I clung to Saboraak’s saddle as the press of bodies rushed against me.

“Slowly!” I called through a raw throat. “Slowly and orderly or you will trample people to death! Flaming –!”

I cut the curse off only by almost biting my own tongue. I was sweaty and exhausted and Saboraak couldn’t stop shifting with nerves at every rush of wind.

I worry that Tachril will fall before I see him again.

I rolled my eyes. Tachril would be fine. He was thousands of pounds of dragon and able to take flight at any moment. Unlike the people who passed me clinging to the few possessions they could scoop up on the way.

None of this feels right, Tor.

Of course it wasn’t right. Even my belly felt sick and knotted.

“It will be okay,” I said aloud, rubbing the scales of her neck.

I wiped my brow with my sleeve. I didn’t even bother to cover the bright markings on my face. The eyes of every new person I met widened the moment they saw them, but the moment I started speaking and explaining what was on the horizon, all thought about my looks vanished in the desperate dash for survival.

Perhaps the markings even added weight to a stranger’s words. After all, if the end had come, wouldn’t strange beings come with it to announce the need to flee?

Or maybe I was just hallucinating from exhaustion. It wouldn’t be the first time. I’d thought I’d seen Eventen duck into a guardhouse three cross-streets away a few hours ago. And then I thought I’d seen him again flying his dragon in the skies high above. I was certainly hallucinating.

Guilt hammered at me every time a wailing child was carried past or a wide-eyed parent asked if there would be time to flee.

There wouldn’t be. Not for everyone.

I already knew that, but I couldn’t accept it. Wouldn’t accept it.

“You should be gone already.” As my strength weakened, the mimic’s strength seemed to grow. He dogged my path now, speaking doubt into every minute. “It’s common sense. You’ve done your best here. And someone needs to fly out and warn the surrounding cities.”

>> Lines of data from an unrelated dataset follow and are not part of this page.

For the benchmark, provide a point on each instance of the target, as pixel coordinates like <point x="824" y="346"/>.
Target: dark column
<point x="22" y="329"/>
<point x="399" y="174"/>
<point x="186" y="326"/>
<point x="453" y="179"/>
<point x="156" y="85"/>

Lee Estabis would see to that. I’d already seen two purples leave the city. Likely, he’d sent them out to warn the neighboring cities. Purples were fast. Their riders used to carrying urgent messages. They would do the job.

I rubbed my brow again.

“Make space there! There’s no point carrying all that. You’ll be exhausted before you reach the Castel. Drop it to the side and move on!” My voice wasn’t made for barking, but bark it did.

I’d been working my way out from the center and I was nearly at the perimeter. Most of the traffic traveled against me, but every so often Saboraak had to leap aside as a line of men went past. There were men armed and armored, and then when they ran out there were groups armed more haphazardly, and then as those ran out there were men sent out armed only with work implements – crowbars, shovels, axes, blacksmith hammers, pitchforks. They pushed past me to the places they’d been stationed by Estabis’ commanders.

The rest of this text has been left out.